May tries to conceal his pride, saying that his goal is to inspire younger generations to preserve Maya heritage.

Maya cultural pride
When we return to Dzan later in the day, May stops at a small shop to visit a family friend, Catalina Kankub Hab, whose face he sculpted in 2018 using Maya blue pigment.
I bow my head to enter through a small door, and a woman dressed in a huipil (a traditional white garment embroidered with colourful flowery design) approaches us. May asks to see the sculpture he made for her. She points above a wardrobe, saying in an apologetic tone that she keeps it there out of the reach of her grandchildren. May brings it down. There’s a strong resemblance between the sculpture and our host.
“It raises my spirit when I look at it,” says Catalina Kankub Hab with an endearing smile. “Maya blue is a beautiful colour, and it is a wonderful thing that Luis was able to rediscover it.”
Despite his significant discovery, May’s work remains a solo project, without affiliation or funding from national authorities – his only financial aid was a one-year grant in 2021 from the Santo Domingo Centre of Excellence for Latin American Research department of the British Museum in London. He chooses not to patent his recipe because it would require publicising his unique formula, and people or corporations might use it to create other versions. However, May’s discovery is covered by the World Intellectual Property Organization (WIPO) and the United Nations Declaration on the Rights of Indigenous Peoples.
“I would happily share my formula had I received adequate support from Mexican authorities,” he says. But then his shoulders sink as he explains that the Mexican government used him as propaganda during the construction of the Maya Train: a 1,554km-long (966-mile) intercity railway in Mexico that traverses the Yucatan Peninsula.

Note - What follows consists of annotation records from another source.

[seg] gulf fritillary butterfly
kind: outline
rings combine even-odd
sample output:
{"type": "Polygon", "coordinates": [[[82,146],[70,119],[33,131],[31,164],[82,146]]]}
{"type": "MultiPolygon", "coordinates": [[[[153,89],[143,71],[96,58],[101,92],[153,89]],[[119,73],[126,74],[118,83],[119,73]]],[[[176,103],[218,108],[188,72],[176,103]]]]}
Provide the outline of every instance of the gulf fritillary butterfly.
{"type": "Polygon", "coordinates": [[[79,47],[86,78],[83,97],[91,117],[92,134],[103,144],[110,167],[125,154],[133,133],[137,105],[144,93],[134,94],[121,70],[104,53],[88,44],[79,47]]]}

When May posted the results of his formula on social media, government officials coaxed him to take part in a promotional video for the Maya Train. He also attended a photo shoot with several scientists from the Autonomous University of Merida (UNAM) and was promised financial aid to support his project. However, he claims to have not received any funding from anyone nationally.
“Mexican bureaucracy makes it so hard for people like me to succeed, yet it takes a piece of my success with every step I take,” says May.
“I hope people understand that I have nurtured this project with my own sweat and blood and would prefer Maya blue to remain in the hands of Indigenous Maya people.”